Katrina Kennedy Cannon, an office manager who stole $210,000 from her employer, brought to her sentencing hearing 50 letters of support.

But, the prosecutor noted, none was written by her victim — widely regarded Scottish golf course architect David McLay Kidd.

“Just because she doesn’t have a criminal record doesn’t excuse her abuse of power and her abuse of trust,” said Deschutes County Deputy District Attorney Dan Reesor, asking the judge to sentence Cannon to three years in prison. “This company has suffered a great loss.”

Cannon pleaded no contest in May to two counts of aggravated first-degree identity theft, one of first-degree theft and one of criminal forfeiture. For her crimes, she was given two years by Deschutes Circuit Judge Walter Miller at an emotional hearing Tuesday that was packed with Cannon’s supporters.

They included former coworkers, fellow fast-pitch softball parents and coaches and her new boss, Rob ­Kelleher of KellCon construction, who hired Cannon after she was fired for embezzling.

Not present in the audience was Kidd, who was traveling out of the country and could not attend, according to Reesor. Kidd has an international reputation for golf course design and has worked at St. Andrews Links in Scotland. His firm, DMK Golf Design, is behind Tetherow golf course and Bandon Dunes on the Oregon Coast.

“I did speak with him yesterday, and he is in agreement that we proceed with sentencing today,” Reesor said.

Kidd hired Cannon to work for his firm in 2015 and quickly entrusted her with a key role in the company, according to Cannon’s attorney, ­Casey Baxter. Without a formal degree, she taught herself the principles of accounting on the job.

After Kidd discovered the embezzlement in 2018, he fired Cannon and hired an outside accountant to comb DMK’s books. The Deschutes County District Attorney’s Office ultimately charged Cannon with 16 criminal counts.

She stole by multiple means, most commonly, payroll theft.

“Much of it was facilitated essentially by Ms. Cannon paying herself more on each paycheck, and paying herself paychecks she wasn’t entitled to.”

She made many unauthorized reimbursements using the company credit card — for items like makeup and services like the Earth2o bottled water delivery.
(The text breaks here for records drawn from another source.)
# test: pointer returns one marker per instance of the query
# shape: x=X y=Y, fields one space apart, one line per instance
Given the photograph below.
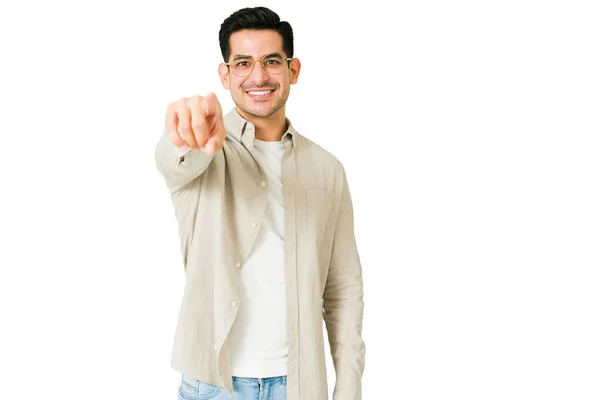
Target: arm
x=343 y=305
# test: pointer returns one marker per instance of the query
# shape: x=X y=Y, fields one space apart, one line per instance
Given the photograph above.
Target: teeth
x=260 y=93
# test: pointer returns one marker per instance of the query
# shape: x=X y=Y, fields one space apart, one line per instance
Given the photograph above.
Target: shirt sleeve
x=343 y=304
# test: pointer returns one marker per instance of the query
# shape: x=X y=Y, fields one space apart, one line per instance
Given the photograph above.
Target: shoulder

In some instances, she attempted to conceal her activities through debit cards purchased through the Green Dot Corp.

Reesor asked the judge to not put too much weight in Cannon’s lack of criminal record. Were she to be sentenced to the requested three years, Reesor said, she would still be eligible for a prison program through the Department of Corrections that could potentially release her after a year and a half.

“You’re going to hear she’s nonviolent, that she has no criminal record,” Reesor told the judge. “But she is getting a break from the get-go because of the way the DOC is set up.”
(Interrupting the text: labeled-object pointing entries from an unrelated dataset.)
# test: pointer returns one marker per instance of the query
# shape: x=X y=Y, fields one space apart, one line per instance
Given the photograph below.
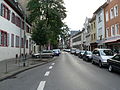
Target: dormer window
x=5 y=12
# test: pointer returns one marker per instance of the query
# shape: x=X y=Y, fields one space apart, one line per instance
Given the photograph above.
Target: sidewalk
x=12 y=67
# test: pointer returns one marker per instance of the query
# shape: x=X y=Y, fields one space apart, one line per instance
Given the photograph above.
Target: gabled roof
x=102 y=6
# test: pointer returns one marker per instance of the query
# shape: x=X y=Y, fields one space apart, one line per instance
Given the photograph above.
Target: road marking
x=53 y=63
x=50 y=67
x=41 y=85
x=47 y=73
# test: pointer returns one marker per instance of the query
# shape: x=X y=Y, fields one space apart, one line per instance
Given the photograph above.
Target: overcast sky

Baxter, Cannon’s attorney, argued for a downward departure in sentencing based on her lack of a prior criminal record and her many personal references.

He asked the judge for 60 days in jail — no prison.

“Being handcuffed, being led away from your family and told where to go and what do,” Baxter said. “Sixty days in the county jail is not easy time.”

No contest pleas are different from guilty pleas in that when defendants plead no contest, they agree that the state could prove its charges at trial, but they don’t admit guilt.

Baxter took a number of shots at Kidd and DMK, which, had the case gone to trial, he likely would have used to weaken Kidd’s testimony.

“There were many potentially very unethical business practices,” Baxter said. “My client might not want me to state this, but I feel it is important for the court to hear it.”

Baxter alleged Kidd concealed money from the U.S. government in a bank in ­Belize. He claimed Kidd fraudulently signed Kidd’s father’s name on government paperwork and committed insurance fraud on a golf course project in California.

Cannon has a husband, son and daughter. While awaiting trial, she was unable to attend her son’s college graduation and witness him become the first person in their family to earn a bachelor’s degree.

Cannon herself addressed the court, in a soft, deliberate voice.

“I didn’t do everything correct the way I should have, but I never intended to do any harm,” she said. “I always worked hard for the company and tried to set that example for my kids. … I do want to make it right. I do not agree with everything that was said about me. I just apologize to my family and everybody around me for having to go through this.”

Miller said “it’s not every day” a felony defendant comes to court with 50 letters of support.

“Certainly the court notices that,” he said. “But I have not heard substantial and compelling reasons to depart from the sentence.”

Rather than immediately taking Cannon into custody, Miller gave her until 7 p.m. Tuesday to turn herself in to the Deschutes County jail to begin being processed into the state prison system.

Following the hearing, she kissed her husband and hugged a line of supporters in the courthouse lobby.